PM Abbasi tells OIC 'multi-pronged' response needed for Israeli violence

ISTANBUL: Prime Minister Shahid Khaqan Abbasi said Pakistan condemns the Israeli forces’ brutality towards the Palestinian people, media reported, and that an independent and transparent investigation was required to probe the crimes carried out against Palestinians.

In his statement at the seventh extraordinary summit of the Organisation of Islamic Cooperation (OIC), pertaining to the violence against Palestinians at the hands of the Israeli troops, Abbasi vowed that Islamabad stands fast in its support for an independent Palestinian state.

The Pakistani premier also condemned the United States’ move to shift its embassy in Israel from Tel Aviv to Jerusalem.

The United Nations Security Council (UNSC) needs to work to have its strategic resolutions implemented in the Palestine-Israel dispute and put an end to the horrific abuse of human rights, he said.

Abbasi arrived here in Istanbul earlier in the day to lead the Pakistani delegation at the OIC Summit being hosted by Turkey to discuss the grave situation of blatant human rights’ violations by Israeli forces in Palestine. Khurram Dastgir Khan, the minister for foreign affairs and defence, as well as other senior government officials accompanied him.
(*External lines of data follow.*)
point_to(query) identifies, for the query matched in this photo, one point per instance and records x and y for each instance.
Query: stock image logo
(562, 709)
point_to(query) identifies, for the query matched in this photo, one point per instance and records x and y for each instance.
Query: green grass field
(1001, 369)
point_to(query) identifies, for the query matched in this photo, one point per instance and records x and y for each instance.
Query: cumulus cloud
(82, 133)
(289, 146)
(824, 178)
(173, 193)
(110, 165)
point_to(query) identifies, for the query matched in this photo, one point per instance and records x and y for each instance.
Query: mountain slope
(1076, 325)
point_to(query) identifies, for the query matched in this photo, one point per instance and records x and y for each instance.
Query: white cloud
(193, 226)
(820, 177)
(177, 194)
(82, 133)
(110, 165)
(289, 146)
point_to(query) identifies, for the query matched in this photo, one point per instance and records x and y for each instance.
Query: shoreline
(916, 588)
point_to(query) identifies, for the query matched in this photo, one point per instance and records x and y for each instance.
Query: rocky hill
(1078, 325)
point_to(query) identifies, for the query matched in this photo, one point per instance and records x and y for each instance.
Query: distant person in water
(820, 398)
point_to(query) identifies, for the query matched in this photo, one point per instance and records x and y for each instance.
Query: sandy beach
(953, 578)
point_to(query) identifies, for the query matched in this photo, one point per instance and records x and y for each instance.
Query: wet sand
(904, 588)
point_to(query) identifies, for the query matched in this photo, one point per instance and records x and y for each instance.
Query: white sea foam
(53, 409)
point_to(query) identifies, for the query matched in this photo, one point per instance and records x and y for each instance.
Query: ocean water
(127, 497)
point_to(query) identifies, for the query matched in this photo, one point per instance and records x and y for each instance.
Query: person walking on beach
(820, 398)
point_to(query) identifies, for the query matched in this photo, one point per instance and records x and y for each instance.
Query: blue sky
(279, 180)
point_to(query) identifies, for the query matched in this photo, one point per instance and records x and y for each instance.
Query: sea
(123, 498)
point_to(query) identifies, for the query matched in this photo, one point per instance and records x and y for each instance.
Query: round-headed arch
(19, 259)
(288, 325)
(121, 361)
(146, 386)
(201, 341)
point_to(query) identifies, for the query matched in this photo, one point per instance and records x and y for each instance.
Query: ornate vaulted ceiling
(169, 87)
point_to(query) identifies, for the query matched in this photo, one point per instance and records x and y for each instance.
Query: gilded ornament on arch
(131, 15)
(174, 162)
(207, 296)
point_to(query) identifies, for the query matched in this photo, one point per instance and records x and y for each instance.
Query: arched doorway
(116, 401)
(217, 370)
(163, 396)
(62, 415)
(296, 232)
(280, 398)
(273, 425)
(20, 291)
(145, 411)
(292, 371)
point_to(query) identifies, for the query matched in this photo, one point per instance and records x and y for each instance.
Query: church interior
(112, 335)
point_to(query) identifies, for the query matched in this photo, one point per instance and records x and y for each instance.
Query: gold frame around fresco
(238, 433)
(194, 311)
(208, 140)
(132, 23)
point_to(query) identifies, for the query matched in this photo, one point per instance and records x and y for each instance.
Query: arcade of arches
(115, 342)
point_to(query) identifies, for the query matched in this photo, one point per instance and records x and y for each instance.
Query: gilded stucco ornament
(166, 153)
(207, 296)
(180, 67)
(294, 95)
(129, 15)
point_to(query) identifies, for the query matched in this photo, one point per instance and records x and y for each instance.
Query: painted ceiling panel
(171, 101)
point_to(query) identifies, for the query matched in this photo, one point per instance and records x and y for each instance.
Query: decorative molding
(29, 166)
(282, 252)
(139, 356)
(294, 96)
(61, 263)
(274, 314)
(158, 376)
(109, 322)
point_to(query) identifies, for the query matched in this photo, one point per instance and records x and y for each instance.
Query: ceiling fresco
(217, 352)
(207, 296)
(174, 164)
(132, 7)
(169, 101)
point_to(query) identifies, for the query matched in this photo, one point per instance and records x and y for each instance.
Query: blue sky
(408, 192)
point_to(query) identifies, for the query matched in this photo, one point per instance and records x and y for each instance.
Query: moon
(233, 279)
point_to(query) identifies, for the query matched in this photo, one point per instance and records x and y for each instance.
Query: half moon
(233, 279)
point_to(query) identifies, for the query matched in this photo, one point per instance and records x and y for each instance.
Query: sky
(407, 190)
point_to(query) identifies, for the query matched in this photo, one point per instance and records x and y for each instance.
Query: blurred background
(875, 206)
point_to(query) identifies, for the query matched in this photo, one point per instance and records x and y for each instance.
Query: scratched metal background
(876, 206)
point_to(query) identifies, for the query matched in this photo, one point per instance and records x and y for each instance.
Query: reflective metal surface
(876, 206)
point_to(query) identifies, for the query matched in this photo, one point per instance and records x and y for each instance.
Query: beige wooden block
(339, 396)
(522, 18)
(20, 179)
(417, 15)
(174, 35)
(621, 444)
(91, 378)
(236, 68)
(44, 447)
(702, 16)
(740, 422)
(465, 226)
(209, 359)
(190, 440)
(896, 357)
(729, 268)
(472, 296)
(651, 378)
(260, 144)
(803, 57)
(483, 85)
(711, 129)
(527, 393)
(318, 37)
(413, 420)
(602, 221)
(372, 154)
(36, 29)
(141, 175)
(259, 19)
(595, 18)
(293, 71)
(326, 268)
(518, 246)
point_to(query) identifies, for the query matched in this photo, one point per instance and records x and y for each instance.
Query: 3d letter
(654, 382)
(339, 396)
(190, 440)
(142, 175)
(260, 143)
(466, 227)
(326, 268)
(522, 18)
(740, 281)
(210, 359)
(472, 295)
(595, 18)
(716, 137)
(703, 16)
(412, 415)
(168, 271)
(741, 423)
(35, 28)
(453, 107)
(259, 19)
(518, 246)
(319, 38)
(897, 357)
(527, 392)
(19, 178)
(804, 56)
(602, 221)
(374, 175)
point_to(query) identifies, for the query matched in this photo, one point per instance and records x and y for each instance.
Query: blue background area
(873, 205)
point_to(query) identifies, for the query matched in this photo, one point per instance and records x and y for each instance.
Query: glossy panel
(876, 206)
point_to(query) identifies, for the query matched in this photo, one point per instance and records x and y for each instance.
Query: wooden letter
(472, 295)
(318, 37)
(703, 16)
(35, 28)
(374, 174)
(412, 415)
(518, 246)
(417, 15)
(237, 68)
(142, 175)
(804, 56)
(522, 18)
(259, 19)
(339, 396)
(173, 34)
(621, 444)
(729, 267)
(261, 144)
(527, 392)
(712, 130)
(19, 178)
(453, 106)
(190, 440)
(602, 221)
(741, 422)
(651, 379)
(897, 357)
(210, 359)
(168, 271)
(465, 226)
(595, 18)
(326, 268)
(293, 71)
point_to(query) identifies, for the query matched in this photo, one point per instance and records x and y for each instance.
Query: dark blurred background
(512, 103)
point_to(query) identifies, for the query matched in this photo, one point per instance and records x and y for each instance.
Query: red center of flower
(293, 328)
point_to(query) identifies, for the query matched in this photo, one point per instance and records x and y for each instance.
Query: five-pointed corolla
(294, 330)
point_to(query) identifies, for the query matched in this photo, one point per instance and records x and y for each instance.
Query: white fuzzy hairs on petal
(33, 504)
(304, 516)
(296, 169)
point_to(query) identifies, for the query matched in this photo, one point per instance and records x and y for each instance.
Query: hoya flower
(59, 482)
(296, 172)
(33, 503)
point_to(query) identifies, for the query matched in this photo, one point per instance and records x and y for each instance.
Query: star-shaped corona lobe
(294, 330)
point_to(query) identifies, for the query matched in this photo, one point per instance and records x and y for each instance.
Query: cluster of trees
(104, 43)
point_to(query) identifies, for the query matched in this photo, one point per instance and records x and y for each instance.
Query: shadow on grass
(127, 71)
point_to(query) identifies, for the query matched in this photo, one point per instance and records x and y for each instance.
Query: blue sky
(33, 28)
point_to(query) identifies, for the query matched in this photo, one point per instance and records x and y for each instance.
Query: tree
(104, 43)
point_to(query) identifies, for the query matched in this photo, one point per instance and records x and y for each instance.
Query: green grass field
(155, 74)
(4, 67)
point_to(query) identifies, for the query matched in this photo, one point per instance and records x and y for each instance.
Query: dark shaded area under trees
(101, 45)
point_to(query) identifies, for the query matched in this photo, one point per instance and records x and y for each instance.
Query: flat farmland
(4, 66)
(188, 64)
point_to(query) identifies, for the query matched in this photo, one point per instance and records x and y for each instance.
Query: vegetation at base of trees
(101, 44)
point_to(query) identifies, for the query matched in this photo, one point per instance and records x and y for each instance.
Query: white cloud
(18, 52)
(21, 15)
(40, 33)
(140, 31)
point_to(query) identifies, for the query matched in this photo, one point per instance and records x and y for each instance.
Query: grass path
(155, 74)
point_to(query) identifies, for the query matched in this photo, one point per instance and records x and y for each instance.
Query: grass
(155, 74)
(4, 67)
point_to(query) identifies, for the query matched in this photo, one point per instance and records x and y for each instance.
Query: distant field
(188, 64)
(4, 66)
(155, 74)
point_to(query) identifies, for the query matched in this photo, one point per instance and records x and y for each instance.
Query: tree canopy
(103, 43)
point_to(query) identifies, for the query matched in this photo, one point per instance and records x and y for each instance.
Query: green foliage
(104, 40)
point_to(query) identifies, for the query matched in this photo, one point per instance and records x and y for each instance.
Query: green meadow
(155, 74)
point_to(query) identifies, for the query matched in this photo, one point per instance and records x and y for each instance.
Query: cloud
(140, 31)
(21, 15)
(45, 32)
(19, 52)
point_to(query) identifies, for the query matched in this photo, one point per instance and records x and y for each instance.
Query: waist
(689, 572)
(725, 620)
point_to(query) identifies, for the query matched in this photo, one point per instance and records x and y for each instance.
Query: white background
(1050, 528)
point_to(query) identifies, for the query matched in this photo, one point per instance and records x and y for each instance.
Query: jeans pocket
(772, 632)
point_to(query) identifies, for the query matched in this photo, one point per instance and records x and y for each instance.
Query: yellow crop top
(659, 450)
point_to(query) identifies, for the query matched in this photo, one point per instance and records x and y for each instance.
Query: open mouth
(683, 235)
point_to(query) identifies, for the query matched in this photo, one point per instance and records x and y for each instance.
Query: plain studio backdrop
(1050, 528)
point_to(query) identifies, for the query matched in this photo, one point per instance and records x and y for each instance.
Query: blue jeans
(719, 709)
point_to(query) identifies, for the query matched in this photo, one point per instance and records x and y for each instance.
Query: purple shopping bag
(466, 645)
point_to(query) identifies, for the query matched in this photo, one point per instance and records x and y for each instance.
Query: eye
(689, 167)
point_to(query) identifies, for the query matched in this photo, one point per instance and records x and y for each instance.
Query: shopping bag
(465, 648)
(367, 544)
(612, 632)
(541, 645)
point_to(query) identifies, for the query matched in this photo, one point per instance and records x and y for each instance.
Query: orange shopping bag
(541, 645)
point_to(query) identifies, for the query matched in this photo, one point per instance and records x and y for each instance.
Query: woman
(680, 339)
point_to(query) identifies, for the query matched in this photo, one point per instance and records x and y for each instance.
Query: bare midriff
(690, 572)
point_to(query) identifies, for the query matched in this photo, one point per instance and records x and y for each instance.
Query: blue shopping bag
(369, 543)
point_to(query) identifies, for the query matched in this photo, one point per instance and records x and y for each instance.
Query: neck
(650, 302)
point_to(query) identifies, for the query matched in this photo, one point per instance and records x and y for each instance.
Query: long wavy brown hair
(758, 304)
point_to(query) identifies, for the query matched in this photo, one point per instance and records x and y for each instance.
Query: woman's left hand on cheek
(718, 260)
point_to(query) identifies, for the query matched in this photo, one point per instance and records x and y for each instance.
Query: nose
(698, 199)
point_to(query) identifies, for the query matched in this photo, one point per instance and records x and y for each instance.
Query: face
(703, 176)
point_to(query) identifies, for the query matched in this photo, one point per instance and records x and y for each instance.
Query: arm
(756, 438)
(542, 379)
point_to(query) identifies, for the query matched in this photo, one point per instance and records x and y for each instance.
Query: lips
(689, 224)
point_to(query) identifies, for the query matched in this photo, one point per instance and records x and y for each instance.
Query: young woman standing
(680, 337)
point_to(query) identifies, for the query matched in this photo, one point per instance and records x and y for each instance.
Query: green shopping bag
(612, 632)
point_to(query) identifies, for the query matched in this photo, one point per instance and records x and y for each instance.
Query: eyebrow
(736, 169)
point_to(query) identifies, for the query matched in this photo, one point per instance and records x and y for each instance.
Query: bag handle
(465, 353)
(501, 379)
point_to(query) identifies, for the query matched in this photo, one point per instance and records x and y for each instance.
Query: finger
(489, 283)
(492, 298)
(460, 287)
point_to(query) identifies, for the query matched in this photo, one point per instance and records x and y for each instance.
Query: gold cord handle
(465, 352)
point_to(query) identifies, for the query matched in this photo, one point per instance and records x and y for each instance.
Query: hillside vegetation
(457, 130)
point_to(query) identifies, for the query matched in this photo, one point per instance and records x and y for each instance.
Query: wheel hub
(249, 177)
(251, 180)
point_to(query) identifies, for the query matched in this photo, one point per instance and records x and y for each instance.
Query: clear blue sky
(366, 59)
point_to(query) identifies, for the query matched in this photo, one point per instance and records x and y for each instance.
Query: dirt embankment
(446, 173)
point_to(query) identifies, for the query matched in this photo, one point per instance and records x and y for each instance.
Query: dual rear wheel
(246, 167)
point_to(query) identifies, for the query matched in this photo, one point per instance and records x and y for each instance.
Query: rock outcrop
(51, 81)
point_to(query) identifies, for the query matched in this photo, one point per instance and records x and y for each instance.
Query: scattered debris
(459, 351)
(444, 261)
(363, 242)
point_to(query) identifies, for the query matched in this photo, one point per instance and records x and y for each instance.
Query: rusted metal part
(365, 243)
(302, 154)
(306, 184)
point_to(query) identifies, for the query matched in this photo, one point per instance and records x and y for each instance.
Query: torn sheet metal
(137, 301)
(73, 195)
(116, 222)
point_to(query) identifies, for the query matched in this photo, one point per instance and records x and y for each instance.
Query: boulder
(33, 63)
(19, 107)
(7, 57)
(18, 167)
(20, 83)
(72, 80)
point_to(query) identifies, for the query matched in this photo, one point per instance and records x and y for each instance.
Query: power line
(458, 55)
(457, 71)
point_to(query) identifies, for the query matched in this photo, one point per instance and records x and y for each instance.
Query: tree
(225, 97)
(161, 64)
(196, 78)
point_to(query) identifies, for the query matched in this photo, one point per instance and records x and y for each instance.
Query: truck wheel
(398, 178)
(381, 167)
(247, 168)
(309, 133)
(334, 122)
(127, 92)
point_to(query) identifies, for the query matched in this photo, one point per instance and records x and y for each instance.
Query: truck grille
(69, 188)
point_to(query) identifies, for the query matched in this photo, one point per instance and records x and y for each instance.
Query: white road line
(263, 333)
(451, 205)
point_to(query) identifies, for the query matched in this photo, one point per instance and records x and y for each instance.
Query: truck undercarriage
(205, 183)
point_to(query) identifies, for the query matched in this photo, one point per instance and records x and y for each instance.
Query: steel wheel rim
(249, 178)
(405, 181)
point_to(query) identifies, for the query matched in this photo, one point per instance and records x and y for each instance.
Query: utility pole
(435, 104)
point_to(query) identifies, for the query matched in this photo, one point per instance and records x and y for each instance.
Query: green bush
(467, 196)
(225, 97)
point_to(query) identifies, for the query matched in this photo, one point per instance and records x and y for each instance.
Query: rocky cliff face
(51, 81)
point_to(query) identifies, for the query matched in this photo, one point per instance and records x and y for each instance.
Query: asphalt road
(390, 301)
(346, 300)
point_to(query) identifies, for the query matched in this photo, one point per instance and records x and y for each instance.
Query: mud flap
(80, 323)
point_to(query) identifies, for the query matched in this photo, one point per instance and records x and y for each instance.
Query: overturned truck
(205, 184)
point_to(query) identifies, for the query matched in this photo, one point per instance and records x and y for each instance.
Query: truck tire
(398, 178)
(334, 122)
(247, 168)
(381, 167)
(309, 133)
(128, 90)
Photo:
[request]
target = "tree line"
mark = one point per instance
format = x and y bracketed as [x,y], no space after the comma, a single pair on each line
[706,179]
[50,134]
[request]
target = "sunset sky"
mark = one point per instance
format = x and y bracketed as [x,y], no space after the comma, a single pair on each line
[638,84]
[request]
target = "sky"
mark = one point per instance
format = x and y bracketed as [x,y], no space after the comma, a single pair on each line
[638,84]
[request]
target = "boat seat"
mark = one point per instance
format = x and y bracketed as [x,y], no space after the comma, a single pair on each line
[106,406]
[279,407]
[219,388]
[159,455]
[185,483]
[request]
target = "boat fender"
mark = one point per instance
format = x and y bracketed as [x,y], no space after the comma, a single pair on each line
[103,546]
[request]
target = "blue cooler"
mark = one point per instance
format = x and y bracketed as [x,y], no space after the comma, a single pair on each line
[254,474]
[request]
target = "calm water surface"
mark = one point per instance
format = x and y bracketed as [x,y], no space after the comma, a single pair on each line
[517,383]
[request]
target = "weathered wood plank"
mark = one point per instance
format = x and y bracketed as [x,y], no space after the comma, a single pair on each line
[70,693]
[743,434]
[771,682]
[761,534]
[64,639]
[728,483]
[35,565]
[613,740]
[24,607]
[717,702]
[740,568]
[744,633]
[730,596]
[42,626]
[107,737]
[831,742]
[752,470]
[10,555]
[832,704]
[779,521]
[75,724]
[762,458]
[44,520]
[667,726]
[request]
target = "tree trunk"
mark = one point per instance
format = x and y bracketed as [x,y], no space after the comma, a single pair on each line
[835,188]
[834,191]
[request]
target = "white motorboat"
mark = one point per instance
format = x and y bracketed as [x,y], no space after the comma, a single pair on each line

The extraordinary meeting was called by Turkish President Recep Tayyip Erdogan in his capacity as the chair of the OIC summit. It focused on the latest incidents of violence on the Gaza strip where more than 60 civilians were mercilessly killed by the occupying Israeli forces, whereas scores of others — including women, children, and elderly — sustained injuries.
Erdogan first addressed thousands in Istanbul at a rally he had personally called and, barely an hour later, chaired an emergency summit of Islamic heads of state he had summoned at a few days notice.

In his own address, he urged the Muslim states’ leaders to overcome divisions to combat Israel’s “brutality.”

The Turkish strongman has been outspoken over the killing by Israeli forces on Monday of some 60 Palestinians on the Gaza border as well as the move of the US embassy to Israel from Tel Aviv to Jerusalem.
“The time has come to stand against Israel’s tyranny,” Erdogan told a sea of protesters waving Turkish and Palestinian flags.
“I invite all Muslims and all humanity to take action […] against those who drag our region and the world into [a] catastrophe with their religious fanaticism,” he added.
He told the rally that Muslims had too often given a “shy and cowardly” image to their foes and failed to sort out internal disagreements.
Describing the issue of Jerusalem as a “test”, he said: “If we need to speak clearly, the Islamic world failed in the Jerusalem test.”
This is the second emergency OIC meeting Erdogan has hosted in the space of half a year after the December 2017 summit, also in Istanbul, that denounced US President Donald Trump’s decision to recognise Jerusalem as the capital of Israel.
A draft summit communique called for “international protection for the Palestinian people” and condemns Israel’s “criminal” actions against “unarmed civilians.”
The text also accused the US administration of “encouraging the crimes of Israel”.